Kalau di akhir atau tengah-tengah perjalanan tiba-tiba 'tersadar' sehingga jadi ikhlas, itu lain soal.

Saya sudah mulai mengkalkulasi biaya hidup semenjak tahu sudah fix ditugaskan di sana. Biaya hidup di kota yang masih bertetangga Jakarta, meski sudah masuk Provinsi Banten, tentu tak murah. Bila dihitung, biaya makan sehari-hari dan biaya ngekos kira-kira satu setengah kali biaya hidup di kota tempat saya tinggal. Ongkos makan jelas membengkak karena saya jadi tak bisa masak (siapa sih yang mau bawa atau beli peralatan masak dan cuma dipakai sebulan? Repot sekaleee!). Untungnya, saya berdua dengan teman sehingga pengeluaran untuk ngekos bisa patungan.

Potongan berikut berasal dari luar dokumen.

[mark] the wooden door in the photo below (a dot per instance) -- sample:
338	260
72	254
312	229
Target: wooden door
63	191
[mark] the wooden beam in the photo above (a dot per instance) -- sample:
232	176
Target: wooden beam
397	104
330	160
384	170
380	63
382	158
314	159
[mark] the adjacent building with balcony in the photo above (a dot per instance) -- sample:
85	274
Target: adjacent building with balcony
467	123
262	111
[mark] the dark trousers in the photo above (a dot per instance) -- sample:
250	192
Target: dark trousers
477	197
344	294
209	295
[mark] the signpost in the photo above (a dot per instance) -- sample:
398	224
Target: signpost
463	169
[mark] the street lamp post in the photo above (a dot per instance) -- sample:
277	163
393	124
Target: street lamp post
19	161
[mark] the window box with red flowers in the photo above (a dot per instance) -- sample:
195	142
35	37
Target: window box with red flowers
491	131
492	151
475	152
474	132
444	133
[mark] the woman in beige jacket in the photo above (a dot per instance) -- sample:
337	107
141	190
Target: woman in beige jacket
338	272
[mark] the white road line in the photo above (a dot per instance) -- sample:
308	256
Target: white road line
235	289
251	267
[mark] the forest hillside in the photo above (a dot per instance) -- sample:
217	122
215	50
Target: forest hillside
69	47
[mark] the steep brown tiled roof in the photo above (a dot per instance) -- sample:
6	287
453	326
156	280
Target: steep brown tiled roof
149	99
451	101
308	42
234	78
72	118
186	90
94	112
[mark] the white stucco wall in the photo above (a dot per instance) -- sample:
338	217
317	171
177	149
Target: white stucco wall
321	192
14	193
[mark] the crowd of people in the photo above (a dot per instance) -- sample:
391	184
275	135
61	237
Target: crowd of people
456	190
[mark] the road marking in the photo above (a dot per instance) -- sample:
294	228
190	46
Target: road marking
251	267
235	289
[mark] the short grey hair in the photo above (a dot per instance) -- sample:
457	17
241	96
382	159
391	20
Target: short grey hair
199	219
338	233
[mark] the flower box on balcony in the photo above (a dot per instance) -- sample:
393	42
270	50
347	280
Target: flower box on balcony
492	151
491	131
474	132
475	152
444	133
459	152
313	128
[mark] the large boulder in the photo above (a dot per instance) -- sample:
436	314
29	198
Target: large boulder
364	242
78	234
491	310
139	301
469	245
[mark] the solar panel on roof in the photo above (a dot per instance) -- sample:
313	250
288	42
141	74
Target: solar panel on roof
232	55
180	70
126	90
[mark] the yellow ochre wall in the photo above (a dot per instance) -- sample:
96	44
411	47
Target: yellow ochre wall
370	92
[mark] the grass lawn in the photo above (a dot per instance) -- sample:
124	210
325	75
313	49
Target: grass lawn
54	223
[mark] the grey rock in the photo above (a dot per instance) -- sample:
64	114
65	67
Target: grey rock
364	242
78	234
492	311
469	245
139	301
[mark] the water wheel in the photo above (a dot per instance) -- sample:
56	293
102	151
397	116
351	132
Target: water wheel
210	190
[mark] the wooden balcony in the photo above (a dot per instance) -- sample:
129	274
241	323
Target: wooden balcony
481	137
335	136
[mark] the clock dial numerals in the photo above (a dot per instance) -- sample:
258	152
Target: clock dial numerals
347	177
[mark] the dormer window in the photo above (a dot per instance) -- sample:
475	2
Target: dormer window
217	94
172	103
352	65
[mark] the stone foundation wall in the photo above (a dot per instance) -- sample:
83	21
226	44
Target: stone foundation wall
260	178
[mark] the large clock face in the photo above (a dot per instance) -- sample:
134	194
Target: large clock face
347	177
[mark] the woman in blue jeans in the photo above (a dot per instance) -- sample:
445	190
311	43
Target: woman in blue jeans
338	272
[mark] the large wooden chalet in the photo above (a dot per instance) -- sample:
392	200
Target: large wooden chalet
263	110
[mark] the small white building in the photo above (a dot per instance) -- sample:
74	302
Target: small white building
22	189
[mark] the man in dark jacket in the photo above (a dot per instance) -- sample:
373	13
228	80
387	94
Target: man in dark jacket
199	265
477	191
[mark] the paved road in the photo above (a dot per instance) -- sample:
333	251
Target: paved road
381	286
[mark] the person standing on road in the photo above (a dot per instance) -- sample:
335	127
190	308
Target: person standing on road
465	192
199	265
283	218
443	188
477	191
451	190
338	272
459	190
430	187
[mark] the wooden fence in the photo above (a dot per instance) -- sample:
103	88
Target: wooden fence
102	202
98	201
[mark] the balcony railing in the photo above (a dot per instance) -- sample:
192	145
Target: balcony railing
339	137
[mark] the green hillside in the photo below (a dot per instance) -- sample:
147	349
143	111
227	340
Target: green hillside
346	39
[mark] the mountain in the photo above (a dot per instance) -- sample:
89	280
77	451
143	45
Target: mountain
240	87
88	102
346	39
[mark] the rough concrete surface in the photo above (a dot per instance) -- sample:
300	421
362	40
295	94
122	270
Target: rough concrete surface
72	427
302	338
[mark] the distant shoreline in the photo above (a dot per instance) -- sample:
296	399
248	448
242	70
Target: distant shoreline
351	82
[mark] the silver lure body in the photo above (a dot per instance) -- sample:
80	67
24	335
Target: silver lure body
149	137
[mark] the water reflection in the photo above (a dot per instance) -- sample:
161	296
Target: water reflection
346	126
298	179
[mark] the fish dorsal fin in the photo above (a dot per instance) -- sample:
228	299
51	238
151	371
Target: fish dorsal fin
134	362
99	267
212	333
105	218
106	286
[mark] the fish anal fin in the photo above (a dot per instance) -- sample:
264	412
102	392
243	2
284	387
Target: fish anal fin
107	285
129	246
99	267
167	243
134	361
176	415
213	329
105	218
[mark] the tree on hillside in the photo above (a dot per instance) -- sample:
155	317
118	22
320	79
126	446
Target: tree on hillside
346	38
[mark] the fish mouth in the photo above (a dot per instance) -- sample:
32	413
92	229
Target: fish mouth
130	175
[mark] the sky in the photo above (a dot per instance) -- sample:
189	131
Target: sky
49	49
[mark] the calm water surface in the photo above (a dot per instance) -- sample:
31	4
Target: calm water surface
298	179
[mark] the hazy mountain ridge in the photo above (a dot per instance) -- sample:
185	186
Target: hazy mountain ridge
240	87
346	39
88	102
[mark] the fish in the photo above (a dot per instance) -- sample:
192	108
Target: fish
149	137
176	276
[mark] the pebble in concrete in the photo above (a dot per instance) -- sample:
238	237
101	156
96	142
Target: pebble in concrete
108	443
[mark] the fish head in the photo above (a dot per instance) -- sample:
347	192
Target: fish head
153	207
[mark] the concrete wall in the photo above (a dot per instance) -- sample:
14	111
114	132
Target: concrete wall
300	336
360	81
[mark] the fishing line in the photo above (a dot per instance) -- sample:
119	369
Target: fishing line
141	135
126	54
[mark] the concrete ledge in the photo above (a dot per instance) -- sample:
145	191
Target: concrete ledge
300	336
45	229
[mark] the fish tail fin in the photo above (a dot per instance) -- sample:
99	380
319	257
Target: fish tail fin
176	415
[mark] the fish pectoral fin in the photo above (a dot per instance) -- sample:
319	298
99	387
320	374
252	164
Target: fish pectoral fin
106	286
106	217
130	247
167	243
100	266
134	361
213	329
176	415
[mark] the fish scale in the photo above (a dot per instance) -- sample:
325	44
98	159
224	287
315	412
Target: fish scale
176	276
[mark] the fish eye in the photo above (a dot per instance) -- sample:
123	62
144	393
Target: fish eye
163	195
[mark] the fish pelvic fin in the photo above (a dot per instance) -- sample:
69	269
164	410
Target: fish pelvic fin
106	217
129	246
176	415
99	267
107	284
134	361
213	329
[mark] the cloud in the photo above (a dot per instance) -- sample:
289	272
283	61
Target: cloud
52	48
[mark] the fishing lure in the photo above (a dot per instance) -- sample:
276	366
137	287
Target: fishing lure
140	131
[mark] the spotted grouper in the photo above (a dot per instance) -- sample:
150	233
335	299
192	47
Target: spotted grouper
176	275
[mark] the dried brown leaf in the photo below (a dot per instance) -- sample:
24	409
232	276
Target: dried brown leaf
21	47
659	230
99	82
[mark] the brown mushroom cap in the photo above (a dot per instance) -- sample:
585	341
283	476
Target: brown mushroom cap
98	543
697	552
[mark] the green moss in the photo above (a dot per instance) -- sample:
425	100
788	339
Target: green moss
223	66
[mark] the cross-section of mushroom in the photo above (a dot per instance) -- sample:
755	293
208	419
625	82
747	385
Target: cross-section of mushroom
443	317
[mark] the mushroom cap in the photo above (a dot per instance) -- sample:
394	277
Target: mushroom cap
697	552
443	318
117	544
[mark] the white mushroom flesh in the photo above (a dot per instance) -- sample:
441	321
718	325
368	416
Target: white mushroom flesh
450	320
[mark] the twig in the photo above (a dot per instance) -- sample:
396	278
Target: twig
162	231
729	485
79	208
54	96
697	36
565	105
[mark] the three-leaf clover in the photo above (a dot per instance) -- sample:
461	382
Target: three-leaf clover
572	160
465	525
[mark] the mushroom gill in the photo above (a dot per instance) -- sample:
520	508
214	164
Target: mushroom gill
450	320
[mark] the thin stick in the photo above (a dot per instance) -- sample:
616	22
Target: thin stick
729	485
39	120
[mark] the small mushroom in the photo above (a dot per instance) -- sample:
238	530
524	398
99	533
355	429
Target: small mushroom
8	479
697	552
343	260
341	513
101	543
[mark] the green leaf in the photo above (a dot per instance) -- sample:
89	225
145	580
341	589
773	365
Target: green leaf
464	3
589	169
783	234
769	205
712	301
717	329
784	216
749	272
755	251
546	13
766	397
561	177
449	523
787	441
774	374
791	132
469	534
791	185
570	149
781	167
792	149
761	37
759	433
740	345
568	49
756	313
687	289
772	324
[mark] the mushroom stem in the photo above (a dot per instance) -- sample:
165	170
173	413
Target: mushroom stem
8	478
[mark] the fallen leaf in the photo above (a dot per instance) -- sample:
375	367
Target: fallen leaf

Hari itu juga, teman saya langsung booking tiket bus. Karena berangkat dari Jogja, kami dikenai biaya Rp165.000,00 dengan menumpang bus Rosalia Indah. Perjalanan dimulai menjelang sore, sekitar pukul 15.00 WIB, dan malam habis di perjalanan. Menurut perkiraan, kami akan sampai sekitar pukul tujuh di Tangerang. Namun, estimasi tinggal estimasi. Kejutan pertama: meskipun kami telat berangkat sejam, kami tiba di Tangerang tetap subuh, tepat pukul lima. Dan, hujan.

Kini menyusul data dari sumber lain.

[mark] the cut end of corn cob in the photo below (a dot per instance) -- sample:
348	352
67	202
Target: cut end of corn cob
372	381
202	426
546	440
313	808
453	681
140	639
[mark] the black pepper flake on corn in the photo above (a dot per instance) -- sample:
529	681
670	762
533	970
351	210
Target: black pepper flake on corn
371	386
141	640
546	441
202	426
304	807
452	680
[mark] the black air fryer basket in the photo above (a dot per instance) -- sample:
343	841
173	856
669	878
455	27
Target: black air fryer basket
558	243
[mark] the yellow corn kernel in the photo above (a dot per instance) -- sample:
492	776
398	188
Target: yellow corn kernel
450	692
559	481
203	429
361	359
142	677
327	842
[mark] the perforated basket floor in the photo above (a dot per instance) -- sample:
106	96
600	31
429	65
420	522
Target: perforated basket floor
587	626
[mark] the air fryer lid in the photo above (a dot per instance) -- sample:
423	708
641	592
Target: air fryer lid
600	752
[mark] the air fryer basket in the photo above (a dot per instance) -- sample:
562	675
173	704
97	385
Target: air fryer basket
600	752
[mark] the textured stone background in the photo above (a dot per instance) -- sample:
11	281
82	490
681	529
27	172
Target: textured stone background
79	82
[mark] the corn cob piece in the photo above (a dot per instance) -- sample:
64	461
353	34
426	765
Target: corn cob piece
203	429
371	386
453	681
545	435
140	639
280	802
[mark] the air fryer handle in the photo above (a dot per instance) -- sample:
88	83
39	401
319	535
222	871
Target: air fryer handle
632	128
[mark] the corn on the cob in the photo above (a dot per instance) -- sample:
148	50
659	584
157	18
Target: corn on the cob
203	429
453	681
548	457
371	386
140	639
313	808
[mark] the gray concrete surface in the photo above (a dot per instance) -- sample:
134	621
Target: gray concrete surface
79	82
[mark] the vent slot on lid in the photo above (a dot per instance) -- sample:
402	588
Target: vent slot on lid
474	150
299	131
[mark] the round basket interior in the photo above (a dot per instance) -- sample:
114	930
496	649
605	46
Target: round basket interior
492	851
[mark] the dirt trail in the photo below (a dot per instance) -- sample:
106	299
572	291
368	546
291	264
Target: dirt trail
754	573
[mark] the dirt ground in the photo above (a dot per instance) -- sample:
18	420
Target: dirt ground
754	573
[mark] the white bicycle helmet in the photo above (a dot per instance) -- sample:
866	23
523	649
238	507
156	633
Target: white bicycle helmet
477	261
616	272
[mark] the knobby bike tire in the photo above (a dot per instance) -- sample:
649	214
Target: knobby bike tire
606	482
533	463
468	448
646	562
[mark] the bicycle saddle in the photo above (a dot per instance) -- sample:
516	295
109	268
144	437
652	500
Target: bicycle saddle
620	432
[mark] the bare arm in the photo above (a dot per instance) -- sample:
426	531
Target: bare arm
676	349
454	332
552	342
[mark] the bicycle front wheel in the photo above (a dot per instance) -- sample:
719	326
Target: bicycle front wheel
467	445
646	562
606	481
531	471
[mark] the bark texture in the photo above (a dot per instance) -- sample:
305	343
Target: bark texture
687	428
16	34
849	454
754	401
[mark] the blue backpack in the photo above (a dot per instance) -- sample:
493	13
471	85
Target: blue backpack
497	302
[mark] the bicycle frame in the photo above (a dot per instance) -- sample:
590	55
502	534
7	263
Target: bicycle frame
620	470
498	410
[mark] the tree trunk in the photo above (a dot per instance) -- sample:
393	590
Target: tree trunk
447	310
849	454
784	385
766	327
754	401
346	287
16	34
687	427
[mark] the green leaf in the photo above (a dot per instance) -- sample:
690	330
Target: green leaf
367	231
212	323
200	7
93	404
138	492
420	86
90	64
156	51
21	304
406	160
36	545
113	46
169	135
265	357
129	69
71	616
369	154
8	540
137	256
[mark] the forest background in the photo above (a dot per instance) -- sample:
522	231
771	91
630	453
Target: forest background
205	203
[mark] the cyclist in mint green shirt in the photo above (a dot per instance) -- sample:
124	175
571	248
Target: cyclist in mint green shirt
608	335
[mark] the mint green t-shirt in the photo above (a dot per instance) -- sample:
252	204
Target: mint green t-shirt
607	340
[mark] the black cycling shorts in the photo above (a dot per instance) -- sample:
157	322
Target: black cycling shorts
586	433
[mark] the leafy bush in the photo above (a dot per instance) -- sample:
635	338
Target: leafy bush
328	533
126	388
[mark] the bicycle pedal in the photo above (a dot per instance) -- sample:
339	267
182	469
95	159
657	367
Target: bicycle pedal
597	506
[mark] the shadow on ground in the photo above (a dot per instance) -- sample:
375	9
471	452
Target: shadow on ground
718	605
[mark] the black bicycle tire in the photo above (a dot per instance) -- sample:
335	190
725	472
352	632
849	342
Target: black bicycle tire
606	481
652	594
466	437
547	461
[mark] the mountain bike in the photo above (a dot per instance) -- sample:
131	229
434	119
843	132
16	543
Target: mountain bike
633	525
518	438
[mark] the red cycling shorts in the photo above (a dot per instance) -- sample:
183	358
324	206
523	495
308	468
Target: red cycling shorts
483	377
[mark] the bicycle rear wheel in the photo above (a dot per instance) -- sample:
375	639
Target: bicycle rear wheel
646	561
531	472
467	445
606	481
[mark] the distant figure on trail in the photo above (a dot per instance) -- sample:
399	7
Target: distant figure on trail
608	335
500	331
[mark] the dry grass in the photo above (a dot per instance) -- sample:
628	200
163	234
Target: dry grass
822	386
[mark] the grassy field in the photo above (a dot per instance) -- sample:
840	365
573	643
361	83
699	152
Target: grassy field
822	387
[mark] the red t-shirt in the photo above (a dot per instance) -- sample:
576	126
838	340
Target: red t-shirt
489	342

Saya dan rekan pun memutuskan menunggu di pool bus di Jl. Raya Serang hingga agak terang. Setelah itu, baru kami akan cari kos. Keinginan kami tentang kos nggak muluk-muluk: dekat dengan tempat kerja, sesuai budget, dan yang paling penting: bersih. Nggak perlu yang terlalu mewah, nggak perlu-perlu pula yang fasilitasnya lengkap. Toh kami bakal cuma numpang tidur, plus nyuci baju. Selebihnya, waktu pasti akan habis di kantor.

Rencana tinggal rencana. Tak ada yang cocok. Bila ada pun, sudah ada yang menyewa. Kondisinya juga tak sesuai dengan ekspektasi. Salah bila kami mengira kos di sini seperti kos-kosan di Surabaya atau Jogja. Kos, yang di wilayah ini disebut dengan kontrakan saya sih nyebutnya kontrakan petak merupakan satu kamar kosong dengan kamar mandi di dalam. Bingung juga kami pada awalnya, karena dalam pikiran kami, kontrakan itu ya rumah tinggal yang dikontrakkan, bukan kontrakan petak. Tak ada perabot satu pun karena penyewa biasanya adalah pekerja-pekerja yang akan tinggal lama, bahkan berkeluarga. Satu jam mencari, tak kunjung ada kontrakan petak yang cocok. Ojek yang berbaik hati mengantarkan kami keliling ngider-ngider sepertinya sudah capek dan menawarkan kontrakan milik temannya. Ya apa boleh buat, dari tadi tak ada yang cocok. Dengan kata lain, nggak ada yang cukup bersih. Oke, ngider lagi.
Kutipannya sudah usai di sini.